Question

In given figure $\Delta ABC$ is a triangle where $\angle C={90}^o$, let $BC=a,CA=b,AB=c$ and let '$p$' be the length of the perpendicular from $C$ on $AB$. Prove that:
(i) $cp=ab$ (ii) $\frac{1}{p^2}=\frac{1}{a^2}+\frac{1}{b^2}$.

Answer 1

Let $CD\perp AB$. then, $CD=p$.

$\therefore$ Area of $△ABC=\frac{1}{2}(Base\times Height)$

$\Rightarrow$ Area of $△ABC=\frac{1}{2}(AB\times CD)=\frac{1}{2}cp$

Also,

Area of $△ABC=\frac{1}{2}(BC\times AC)=\frac{1}{2}ab$

$\therefore$ $\frac{1}{2}cp=\frac{1}{2}ab$

$\Rightarrow$ $cp=ab$ $\left[Henceproved\right]$

(ii) Since $△ABC$ is a right-angled triangle at C.

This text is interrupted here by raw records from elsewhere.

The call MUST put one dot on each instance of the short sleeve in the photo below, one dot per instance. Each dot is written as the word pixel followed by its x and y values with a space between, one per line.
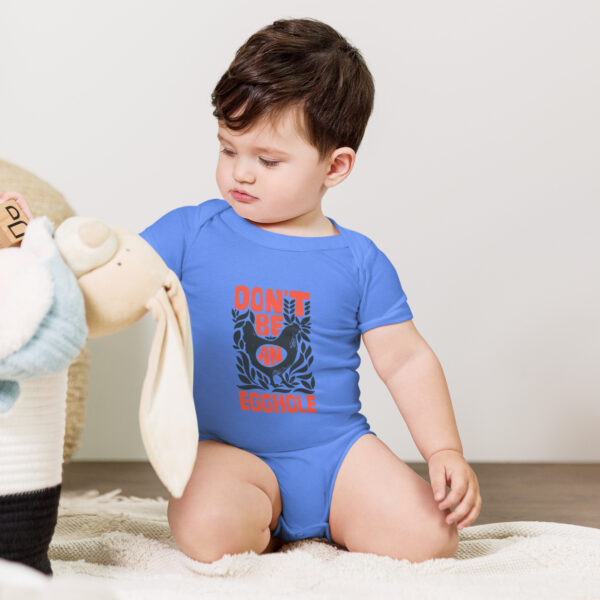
pixel 167 236
pixel 383 300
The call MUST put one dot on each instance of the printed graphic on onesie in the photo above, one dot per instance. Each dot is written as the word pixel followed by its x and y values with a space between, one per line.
pixel 271 336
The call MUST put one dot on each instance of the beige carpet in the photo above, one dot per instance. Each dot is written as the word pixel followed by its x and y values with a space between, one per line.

$\therefore$ ${AB}^2={BC}^2+{AC}^2$

$\Rightarrow$ $c^2=a^2+b^2$

$\Rightarrow$ ${\left(\frac{ab}{p}\right)}^2=a^2+b^2$ [$\because cp=ab\therefore c=\frac{ab}{p}$]

$\Rightarrow$ $\frac{a^2{b}^2}{p^2}=a^2+b^2$

$\Rightarrow$ $\frac{1}{p^2}=\frac{a^2+b^2}{a^2{b}^2}$

$\Rightarrow$ $\frac{1}{p^2}=\frac{1}{b^2}+\frac{1}{a^2}$

$\Rightarrow$ $\frac{1}{p^2}=\frac{1}{a^2}+\frac{1}{b^2}$ $\left[Henceproved\right]$